Feel alone, like Will did?
People who didn’t understand or accept him. A father who didn’t even know what was going on. Crowds of psychologists telling his father the kid was “strange.”
Abandoned—by his own blood.
If he ever learned the truth, saw how he was passed from one father to another to an orphanage…
Before he realized it, a tear had fallen on the baby’s cheek.
He was crying.
The baby woke from the sudden dampness, and apparently Will crying was good enough reason to cry, too.
“No, no, don’t cry, little one.” Will wiped his tears, stood slowly to keep from getting dizzy, and started pacing gently.
“Shhh, it’s okay, you’re safe.”
He didn’t know what the hell he’d do if the test came back positive. His mind raced. The baby quieted into soft gurgles. Will pulled him off his shoulder to look at his face.
The baby looked into his eyes.
Those huge gray-blue eyes on such a small face—and then he smiled. Will, with all his empathy, saw pure joy for no reason. And God—it was the best feeling. No thought, just feeling.
He smiled back. He decided to go to the guest room upstairs, lay down next to the baby—not to sleep, just to watch, think.
Someone knocked on the door.
There was light in the window.
Did he fall asleep?
Everything came rushing back.
“Shit—the baby!”
He looked to his side, and the baby was still sound asleep, resting his tiny head on Will’s wrist.
“Jesus, kid, you gave me a scare… whew.”
The knock came again.
Shit—it must be the police.
Carefully, he slipped his hand out from under the baby’s head.
He stood up and picked him up in his arms. When he opened the bedroom door, Buster was there, watching.
“All good, boy.”
He went downstairs, and there was another knock. He wasn’t going to yell—
the baby was sleeping. He reached the door and opened it. Two officers—a man and a woman—stood there, along with what seemed to be a social worker.
“Good morning, Mr. Graham. I’m Officer Cooper.
This is my partner, Officer Jones, and this is the social worker assigned to the case, Mrs. Smith,”

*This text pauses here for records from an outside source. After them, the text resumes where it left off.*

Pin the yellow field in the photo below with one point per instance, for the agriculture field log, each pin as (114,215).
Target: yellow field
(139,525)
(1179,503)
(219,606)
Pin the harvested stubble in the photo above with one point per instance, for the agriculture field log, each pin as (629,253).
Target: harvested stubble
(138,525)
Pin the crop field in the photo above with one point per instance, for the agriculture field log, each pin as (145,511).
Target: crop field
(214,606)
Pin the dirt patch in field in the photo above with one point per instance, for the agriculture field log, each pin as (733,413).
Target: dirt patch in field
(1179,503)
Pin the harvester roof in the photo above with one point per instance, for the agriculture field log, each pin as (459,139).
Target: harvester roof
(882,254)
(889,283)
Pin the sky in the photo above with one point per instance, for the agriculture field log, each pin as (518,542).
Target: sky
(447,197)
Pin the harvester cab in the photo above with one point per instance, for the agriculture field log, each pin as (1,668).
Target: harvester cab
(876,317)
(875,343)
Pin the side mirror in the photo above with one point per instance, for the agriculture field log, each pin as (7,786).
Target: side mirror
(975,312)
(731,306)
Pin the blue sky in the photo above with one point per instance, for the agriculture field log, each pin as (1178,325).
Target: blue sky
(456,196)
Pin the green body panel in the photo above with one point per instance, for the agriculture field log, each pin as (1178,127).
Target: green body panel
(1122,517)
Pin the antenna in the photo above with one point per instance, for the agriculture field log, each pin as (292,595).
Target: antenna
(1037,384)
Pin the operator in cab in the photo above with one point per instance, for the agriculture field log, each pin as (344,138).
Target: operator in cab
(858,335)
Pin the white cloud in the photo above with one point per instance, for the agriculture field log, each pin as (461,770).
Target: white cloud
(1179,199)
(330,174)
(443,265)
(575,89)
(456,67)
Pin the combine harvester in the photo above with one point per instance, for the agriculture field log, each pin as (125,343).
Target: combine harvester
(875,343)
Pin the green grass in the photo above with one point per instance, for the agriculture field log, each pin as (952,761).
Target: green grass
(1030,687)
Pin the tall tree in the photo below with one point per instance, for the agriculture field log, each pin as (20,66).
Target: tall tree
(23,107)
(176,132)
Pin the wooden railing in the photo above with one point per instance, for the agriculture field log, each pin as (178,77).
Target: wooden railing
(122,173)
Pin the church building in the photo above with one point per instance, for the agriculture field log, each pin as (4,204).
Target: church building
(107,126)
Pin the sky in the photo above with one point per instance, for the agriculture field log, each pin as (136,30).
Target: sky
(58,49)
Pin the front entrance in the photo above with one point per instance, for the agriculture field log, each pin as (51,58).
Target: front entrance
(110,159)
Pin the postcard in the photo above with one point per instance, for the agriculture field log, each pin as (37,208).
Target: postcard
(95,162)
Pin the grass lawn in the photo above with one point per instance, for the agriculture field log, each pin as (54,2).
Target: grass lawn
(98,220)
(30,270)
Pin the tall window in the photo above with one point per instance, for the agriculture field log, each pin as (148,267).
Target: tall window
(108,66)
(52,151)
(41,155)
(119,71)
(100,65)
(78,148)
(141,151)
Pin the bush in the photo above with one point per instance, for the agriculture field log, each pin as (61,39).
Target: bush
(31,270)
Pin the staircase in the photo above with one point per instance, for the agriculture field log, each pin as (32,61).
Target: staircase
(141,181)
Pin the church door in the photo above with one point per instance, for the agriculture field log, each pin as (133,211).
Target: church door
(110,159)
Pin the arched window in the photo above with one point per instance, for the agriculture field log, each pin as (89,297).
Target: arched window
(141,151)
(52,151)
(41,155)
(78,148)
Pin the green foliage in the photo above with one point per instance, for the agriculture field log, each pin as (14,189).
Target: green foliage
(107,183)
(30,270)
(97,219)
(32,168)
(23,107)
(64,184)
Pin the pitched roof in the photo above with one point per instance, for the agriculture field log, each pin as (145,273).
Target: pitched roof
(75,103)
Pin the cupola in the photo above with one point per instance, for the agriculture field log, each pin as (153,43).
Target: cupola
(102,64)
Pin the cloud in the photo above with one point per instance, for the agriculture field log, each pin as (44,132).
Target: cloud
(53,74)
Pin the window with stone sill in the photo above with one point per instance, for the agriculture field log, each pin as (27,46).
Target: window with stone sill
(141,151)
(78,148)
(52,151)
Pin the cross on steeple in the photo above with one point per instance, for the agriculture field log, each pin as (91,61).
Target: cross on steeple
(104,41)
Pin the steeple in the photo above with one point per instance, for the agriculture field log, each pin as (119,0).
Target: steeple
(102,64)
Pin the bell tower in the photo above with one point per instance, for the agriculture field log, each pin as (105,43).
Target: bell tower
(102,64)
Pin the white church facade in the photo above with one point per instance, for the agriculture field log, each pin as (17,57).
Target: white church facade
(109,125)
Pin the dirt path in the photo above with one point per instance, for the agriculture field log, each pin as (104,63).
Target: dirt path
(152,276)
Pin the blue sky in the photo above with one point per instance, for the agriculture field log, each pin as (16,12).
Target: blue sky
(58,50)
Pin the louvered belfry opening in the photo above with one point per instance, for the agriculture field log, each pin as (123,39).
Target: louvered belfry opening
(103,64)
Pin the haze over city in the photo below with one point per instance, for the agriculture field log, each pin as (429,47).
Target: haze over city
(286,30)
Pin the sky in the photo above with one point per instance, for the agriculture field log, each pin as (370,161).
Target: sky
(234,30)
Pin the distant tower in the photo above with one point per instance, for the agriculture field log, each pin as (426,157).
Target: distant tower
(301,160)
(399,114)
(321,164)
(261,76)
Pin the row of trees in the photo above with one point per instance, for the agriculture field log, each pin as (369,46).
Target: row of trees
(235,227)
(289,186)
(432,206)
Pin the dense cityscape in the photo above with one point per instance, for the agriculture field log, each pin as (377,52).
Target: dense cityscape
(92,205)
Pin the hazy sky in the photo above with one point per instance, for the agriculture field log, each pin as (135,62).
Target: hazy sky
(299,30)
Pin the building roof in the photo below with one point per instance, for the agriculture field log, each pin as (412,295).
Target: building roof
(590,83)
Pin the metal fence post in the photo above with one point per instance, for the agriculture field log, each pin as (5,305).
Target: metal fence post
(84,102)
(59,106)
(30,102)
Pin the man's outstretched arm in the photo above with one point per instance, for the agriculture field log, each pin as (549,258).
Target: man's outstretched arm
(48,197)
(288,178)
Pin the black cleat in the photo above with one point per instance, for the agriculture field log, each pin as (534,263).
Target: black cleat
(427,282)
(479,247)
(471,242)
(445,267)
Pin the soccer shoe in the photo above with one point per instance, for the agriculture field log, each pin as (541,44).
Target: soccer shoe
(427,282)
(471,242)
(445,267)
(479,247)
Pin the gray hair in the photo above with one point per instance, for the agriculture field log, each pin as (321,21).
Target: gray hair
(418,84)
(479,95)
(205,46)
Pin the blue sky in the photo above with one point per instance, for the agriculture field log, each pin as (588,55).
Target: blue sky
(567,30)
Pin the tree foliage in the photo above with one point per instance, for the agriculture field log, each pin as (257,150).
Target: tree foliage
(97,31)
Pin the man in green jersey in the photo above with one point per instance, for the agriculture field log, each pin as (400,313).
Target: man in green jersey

the officer said, before the woman added:
“Good morning, Mr. Graham. May we come in?”
He didn’t react immediately, but once he processed it,
“Of course,” he said, stepping aside and walking toward the kitchen, assuming they’d follow him.
And they did—now all four of them were in the kitchen.
“Please, have a seat.”
The officers remained standing, but the social worker sat down, calmly observing everything.
“Well, good morning, Mr. Graham.”
“Good morning, Mrs. Smith."
“Kate, please.”
“Well, let’s begin.”
She said this while organizing a handbag and a portfolio in front of her on the table.
“Could we see the note?”
“Sure, sure.”
He moved around, trying to hold the baby properly—he was still sleeping.
He handed the note over, and the woman read it quickly.
“Well, first, would you mind handing Adam over to the officer?”
She said it calmly, and he approached the woman as she held out her arms. But when he tried to pass the baby over, Adam woke up and started crying. That didn’t stop Will from giving him up.
The woman began bouncing the baby gently to soothe him. Will watched with concern.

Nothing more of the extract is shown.